Moreover, they declared, many of them, that while the song went on they could think of nothing else, and that strange and wonderful visions passed before their eyes.

But of this nobody can know the truth for certain, as the woman and her husband died long ago." "You see," said Mr.Fregelius, when he had finished translating the passage aloud, "it is not wonderful that I thought it unlucky when I heard that you had found Stella singing this same song upon the ship, much as centuries ago her ancestress, Saevuna, sang it while she and her husband died." "At any rate, the omen fulfilled itself," answered Morris, with a sigh, "and she, too, died with the song upon her lips, though I do not think that it had anything to do with these things, which were fated to befall." "Well," said the clergyman, "the fate is fulfilled now, and the song will never be sung again.

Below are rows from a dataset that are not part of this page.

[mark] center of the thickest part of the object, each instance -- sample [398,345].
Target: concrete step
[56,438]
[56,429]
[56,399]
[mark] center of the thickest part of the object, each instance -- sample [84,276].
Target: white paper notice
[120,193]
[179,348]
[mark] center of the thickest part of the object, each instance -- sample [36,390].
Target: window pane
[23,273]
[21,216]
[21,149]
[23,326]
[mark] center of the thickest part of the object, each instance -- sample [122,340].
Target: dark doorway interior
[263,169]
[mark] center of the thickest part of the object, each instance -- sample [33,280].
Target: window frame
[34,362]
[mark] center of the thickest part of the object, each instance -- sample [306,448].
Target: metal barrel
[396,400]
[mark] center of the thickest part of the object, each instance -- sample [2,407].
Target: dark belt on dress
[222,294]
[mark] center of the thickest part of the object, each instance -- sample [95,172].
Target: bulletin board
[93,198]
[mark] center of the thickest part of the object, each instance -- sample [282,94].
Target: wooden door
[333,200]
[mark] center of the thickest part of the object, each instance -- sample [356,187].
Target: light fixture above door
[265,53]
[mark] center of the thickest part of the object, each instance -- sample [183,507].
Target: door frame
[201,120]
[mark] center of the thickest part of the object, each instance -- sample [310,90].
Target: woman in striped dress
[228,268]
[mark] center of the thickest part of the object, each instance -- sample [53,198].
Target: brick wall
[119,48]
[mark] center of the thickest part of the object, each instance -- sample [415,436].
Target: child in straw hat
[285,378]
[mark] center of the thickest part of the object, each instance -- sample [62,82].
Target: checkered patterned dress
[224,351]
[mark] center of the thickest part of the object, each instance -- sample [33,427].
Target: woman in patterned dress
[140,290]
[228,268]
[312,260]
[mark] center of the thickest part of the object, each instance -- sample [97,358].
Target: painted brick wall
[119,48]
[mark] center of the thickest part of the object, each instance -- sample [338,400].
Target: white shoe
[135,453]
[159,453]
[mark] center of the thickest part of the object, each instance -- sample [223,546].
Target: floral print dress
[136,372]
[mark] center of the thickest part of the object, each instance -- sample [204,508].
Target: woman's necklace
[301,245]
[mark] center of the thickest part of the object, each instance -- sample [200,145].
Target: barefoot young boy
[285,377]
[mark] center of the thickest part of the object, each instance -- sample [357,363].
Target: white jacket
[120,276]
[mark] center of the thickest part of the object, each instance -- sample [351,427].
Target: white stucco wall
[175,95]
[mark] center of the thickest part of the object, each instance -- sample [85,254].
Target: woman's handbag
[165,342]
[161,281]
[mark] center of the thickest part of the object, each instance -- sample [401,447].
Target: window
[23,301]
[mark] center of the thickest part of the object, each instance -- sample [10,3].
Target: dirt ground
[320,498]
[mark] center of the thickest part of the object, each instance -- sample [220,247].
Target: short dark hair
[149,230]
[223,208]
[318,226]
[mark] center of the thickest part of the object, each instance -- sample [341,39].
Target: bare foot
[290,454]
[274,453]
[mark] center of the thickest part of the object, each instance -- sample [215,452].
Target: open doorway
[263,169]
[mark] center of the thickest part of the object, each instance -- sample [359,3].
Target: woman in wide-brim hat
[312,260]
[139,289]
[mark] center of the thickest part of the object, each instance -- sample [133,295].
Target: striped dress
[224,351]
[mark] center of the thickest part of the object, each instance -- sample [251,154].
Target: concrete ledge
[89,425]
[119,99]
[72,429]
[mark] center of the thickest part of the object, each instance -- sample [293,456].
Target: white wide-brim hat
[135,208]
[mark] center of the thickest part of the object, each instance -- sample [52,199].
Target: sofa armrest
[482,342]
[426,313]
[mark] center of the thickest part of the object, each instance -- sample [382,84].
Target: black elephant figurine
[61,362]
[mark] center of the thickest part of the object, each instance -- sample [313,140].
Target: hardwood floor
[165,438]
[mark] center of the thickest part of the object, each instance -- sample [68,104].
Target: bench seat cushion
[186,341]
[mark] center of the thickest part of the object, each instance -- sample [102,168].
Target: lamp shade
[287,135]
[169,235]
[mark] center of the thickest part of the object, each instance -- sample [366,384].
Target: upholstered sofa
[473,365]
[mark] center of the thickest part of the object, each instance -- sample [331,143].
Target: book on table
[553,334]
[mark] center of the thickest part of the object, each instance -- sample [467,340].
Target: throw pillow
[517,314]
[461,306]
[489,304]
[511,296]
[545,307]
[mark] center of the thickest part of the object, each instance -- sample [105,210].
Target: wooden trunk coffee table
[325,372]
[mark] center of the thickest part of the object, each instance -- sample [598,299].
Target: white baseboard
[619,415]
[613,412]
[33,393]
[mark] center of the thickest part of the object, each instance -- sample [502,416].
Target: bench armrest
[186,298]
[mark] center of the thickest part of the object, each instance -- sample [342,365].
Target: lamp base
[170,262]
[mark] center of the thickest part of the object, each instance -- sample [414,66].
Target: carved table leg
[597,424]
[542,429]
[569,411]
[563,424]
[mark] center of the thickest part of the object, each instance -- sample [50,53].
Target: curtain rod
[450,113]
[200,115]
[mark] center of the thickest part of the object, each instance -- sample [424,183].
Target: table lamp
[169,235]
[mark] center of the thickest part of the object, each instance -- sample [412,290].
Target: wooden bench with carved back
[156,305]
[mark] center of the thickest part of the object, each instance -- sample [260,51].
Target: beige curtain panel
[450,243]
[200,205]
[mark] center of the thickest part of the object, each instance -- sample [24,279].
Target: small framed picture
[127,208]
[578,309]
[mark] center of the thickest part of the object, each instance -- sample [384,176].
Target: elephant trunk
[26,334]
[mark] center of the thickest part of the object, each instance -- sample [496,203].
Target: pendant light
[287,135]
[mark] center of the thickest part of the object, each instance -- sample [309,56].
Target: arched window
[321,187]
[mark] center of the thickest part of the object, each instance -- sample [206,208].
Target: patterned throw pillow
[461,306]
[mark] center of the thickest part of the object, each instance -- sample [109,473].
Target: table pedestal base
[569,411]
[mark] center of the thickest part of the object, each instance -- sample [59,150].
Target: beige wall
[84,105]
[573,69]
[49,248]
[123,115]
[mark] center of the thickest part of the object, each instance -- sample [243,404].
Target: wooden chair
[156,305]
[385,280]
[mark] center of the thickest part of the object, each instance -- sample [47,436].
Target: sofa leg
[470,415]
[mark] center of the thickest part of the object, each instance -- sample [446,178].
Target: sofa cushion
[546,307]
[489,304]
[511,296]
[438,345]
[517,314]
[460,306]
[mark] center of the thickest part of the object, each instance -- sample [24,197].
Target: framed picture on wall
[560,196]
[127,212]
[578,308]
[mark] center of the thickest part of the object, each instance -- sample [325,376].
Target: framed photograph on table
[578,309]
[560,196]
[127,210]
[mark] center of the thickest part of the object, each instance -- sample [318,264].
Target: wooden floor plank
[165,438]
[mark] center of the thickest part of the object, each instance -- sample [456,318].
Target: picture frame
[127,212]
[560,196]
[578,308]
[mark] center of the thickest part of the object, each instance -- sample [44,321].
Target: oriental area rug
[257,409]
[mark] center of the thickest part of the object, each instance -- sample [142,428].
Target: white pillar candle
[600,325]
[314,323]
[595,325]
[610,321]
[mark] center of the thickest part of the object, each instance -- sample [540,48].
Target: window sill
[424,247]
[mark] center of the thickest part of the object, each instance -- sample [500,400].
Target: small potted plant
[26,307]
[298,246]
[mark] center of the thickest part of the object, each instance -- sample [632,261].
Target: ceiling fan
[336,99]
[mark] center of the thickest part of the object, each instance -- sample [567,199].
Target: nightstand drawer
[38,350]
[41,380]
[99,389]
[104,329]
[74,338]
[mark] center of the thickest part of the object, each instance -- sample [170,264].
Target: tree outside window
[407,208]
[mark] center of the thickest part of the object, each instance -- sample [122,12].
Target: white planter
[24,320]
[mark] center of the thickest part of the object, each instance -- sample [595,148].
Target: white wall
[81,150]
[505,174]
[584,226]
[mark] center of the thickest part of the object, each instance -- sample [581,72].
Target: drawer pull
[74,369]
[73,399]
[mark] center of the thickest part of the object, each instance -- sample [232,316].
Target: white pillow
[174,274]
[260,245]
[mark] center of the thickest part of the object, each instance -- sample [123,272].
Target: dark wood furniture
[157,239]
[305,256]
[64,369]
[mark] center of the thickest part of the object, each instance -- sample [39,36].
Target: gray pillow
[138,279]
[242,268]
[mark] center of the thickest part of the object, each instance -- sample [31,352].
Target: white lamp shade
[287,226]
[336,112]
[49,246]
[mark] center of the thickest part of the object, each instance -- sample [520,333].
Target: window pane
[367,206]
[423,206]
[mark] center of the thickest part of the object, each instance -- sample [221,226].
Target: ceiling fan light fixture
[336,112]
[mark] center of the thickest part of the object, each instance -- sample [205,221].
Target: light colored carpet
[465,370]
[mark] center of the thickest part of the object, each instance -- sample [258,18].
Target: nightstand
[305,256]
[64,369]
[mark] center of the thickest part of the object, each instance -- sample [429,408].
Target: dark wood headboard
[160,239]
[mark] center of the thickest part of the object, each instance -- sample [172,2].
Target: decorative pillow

She was the last of her race, and it was a law among them that neither words nor music should ever be written down." When such old tales and legends were exhausted, and, outside the immediate object of their search, some of them were of great interest to a man who, like Morris, had knowledge of Norse literature, and was delighted to discover in Mr.Fregelius a scholar acquainted with the original tongues in which they were written, these companions fell back upon other matters.

But all of them had to do with Stella.

One night the clergyman read some letters written by her as a child from Denmark.
On another he produced certain dolls which she had dressed at the same period of her life in the costume of the peasants of that country.